Petrachi e Sottil, Salernitana hai fatto 30 ora però devi fare 31

Dopo Gianluca Petrachi ecco Andrea Sottil. Al tecnico piemontese e al direttore sportivo il compito di risollevare una Salernitana mortificata e scottata dalla bruciante retrocessione in cadetteria dopo un'annata contrassegnata da record negativi e disastri in serie da parte di tutti. Un reset quindi, si ricomincia da zero con un nuovo ds e un nuovo mister. La scelta è ricaduta su due figure di spicco, dal curriculum importante. Petrachi ha portato il Torino dalla B all'Europa League valorizzando tanti giocatori, comprandoli a poco e vendendoli a molto. Sottil è reduce dall'esonero ad Udine (oltre che da un ottimo campionato precedente) dove era però ancora in corsa per la salvezza, una salvezza che i friulani hanno comunque poi ottenuto solo all'ultima giornata. In B però tanti buoni campionati.

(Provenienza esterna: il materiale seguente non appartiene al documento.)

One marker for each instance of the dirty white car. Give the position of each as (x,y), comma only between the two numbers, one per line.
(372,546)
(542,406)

La Salernitana ha scelto tra i migliori per entrambi i ruoli poi ovviamente sarà sempre il campo il giudice supremo ma seppur con qualche ritardo sulla tabella di marcia, finalmente qualcosa inizia a muoversi e nel modo giusto. Ora però bisogna completare il lavoro e cioè costruire una squadra all'altezza. Prendere un buon direttore sportivo e un buon allenatore ma non dare a entrambi le possibilità di esprimersi vanificherebbe le scelte. Quindi via alla rivoluzione tecnica, pochissimi saranno i giocatori riconfermati ed è giusto così dopo lo spettacolo indecoroso a cui abbiamo assistito lo scorso anno.

Difesa arcigna, centrocampo di quantità e qualità e un bomber da doppia cifra accompagnato da qualche trequartista o seconda punta che possano fare la differenza e dare imprevedibilità. Un mix di giovani ed esperti ma senza calciatori a fine carriera, ne abbiamo visti già troppi e che non hanno portato niente di niente. Va bene il carisma, la mentalità e l'esperienza ma poi in campo servono giocatori pronti alla battaglia e bravi a giocare a calcio. La Serie B è sempre molto complicata, più della metà delle squadre sono ambiziose e punteranno al salto di categoria. Serve quindi ridurre al minimo gli errori, ritrovare l'entusiasmo giusto e costruire una squadra forte. Il pubblico di Salerno poi farà il resto.